All present were curious to hear what I had made of my time in Kitui District, now that I would be leaving soon. I had to think about it. I told them that I had been somewhat overwhelmed at first by my experiences of Kitui, but that I had quickly been won over by the warmth, decency and joviality of the Akamba people. It was a place full of character and of characters; even the crazies, and there were plenty of them, were mostly entertaining.
As they knew themselves, I kept coming back to Kitui. I had had a vague notion at one point of moving on to the Middle East, and beyond. But of course, I never really left for long. Kitui always exercised its gravitational pull—I had caught the ‘African
bug.’ Everything happens for a reason, as the Africans often say.

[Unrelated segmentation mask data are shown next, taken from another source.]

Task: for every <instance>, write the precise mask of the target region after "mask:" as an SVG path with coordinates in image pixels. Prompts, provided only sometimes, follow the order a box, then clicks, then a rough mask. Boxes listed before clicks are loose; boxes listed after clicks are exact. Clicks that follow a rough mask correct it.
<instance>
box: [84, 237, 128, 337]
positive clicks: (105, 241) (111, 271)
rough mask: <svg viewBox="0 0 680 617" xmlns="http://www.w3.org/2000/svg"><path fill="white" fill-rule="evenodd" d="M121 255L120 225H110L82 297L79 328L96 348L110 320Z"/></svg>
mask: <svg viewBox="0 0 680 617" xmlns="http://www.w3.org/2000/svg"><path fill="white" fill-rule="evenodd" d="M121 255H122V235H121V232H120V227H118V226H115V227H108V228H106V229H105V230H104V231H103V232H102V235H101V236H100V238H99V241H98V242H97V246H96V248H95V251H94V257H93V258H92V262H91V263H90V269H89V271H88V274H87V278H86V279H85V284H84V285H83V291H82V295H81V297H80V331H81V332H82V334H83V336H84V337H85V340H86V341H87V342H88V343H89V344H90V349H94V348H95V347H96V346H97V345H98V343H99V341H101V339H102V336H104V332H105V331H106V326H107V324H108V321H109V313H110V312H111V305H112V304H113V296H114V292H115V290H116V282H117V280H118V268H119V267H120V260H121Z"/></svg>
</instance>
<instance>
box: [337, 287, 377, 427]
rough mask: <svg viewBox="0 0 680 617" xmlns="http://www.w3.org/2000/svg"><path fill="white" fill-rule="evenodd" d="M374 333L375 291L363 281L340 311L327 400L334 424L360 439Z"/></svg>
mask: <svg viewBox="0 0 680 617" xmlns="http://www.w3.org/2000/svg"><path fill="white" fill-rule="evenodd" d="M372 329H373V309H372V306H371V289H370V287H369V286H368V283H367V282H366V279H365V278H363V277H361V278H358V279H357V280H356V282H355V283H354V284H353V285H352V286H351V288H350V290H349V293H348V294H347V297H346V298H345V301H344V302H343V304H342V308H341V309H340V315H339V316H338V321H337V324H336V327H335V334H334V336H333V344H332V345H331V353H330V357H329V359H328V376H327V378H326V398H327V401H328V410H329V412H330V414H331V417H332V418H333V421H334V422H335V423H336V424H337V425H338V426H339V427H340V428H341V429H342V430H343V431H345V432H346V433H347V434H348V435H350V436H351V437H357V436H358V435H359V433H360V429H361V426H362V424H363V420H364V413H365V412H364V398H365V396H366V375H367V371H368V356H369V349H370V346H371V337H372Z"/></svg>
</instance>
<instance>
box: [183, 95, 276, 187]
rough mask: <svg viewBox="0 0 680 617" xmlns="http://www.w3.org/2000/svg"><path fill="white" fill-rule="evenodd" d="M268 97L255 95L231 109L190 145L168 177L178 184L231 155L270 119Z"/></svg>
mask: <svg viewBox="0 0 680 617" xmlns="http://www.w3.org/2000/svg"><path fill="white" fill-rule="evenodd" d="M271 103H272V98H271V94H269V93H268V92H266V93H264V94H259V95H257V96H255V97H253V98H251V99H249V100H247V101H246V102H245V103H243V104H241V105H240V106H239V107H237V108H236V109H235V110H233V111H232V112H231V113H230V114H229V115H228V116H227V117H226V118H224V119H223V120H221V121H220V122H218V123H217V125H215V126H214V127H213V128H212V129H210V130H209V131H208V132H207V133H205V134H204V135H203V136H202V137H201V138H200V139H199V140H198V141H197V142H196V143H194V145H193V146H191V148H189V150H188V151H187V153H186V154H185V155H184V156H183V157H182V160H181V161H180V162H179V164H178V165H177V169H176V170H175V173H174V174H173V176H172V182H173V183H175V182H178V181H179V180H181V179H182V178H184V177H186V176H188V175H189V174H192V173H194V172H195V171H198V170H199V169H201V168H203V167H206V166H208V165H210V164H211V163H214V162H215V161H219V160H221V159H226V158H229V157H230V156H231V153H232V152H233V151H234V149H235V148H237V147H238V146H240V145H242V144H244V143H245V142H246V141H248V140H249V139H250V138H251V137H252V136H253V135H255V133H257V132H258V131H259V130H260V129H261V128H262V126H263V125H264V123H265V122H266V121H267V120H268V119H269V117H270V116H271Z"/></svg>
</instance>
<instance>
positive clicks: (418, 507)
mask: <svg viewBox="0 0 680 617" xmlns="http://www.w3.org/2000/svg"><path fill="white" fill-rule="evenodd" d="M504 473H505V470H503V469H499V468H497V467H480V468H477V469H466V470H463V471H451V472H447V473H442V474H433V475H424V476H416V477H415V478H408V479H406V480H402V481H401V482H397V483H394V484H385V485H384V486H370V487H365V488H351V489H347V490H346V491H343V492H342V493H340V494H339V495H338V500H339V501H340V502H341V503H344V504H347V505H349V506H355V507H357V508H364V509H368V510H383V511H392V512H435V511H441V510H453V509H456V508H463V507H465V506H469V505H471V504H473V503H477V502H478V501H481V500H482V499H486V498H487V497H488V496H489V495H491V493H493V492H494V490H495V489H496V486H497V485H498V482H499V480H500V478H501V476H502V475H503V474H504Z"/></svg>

I had enjoyed my months in Nyumbani, but working with the street-children in Kitui village was probably my most rewarding experience in Africa.
Over dinner, I recounted stories about recent encounters and events, a kaleidoscope of memories I would take home with me: getting a take-away ‘dip fried chicken’ wrapped in the café owner’s bank statement; regretfully declining when being asked by a waiter if I wanted margarine with my beer; laughing at the dance moves to the macarena being performed to an Akamba hymn at Mass; seeing a father and his four small children all perched on one moving bicycle, two of them gripping hens in their hands; encountering young men flying downhill with a hand-pulled cart stacked to the clouds, all looking at me incredulously; feeling like a zoo animal as some Akambas queued up to stare at me reading on the verandah as I listened blissfully to nearby children singing their African songs; watching men running after and jumping onto the moving ‘Lucky Escape’ bus (whose slogan was brightly emblazoned ‘Network Search’—whatever that meant); attempting to repel cats jumping on top of my dinner in a café; being amazed at people selling everything and anything, from hillocks of second-hand tights, to piles of old plastic bottles from higgledy-piggledy stalls by the roadside; enjoying banter with the women stitching garments on the foot-powered sewing machines along the footpaths; frequenting such establishments as ‘The Misplaced Saloon,’ ‘The Precious Iceland Hotel’ and the ‘Mogadishu Complex Shop’; dodging the wide metre-deep pot holes in the footpaths along Kitui main street in the darkness; meeting a black Brendan and several black Brendas …
I would remember too the sinister side of life in Kitui. I would long recall the unsettling sound of gunfire in the night. In late June, locals burned to death some of the bandits (the ‘hole-in-the-wall gang’ we had nicknamed them) who had been terrifying the district for months with raids and hijackings—the very same gang, indeed, who had attempted to stop Sr. MM that night in her car. The police simply informed their families they had been lynched. There would be no question of the mob ever being charged with murder. There was the pitiful sight, too, of convicts in black and white stripes being marched off in chains to prisons where conditions are reputedly horrendous.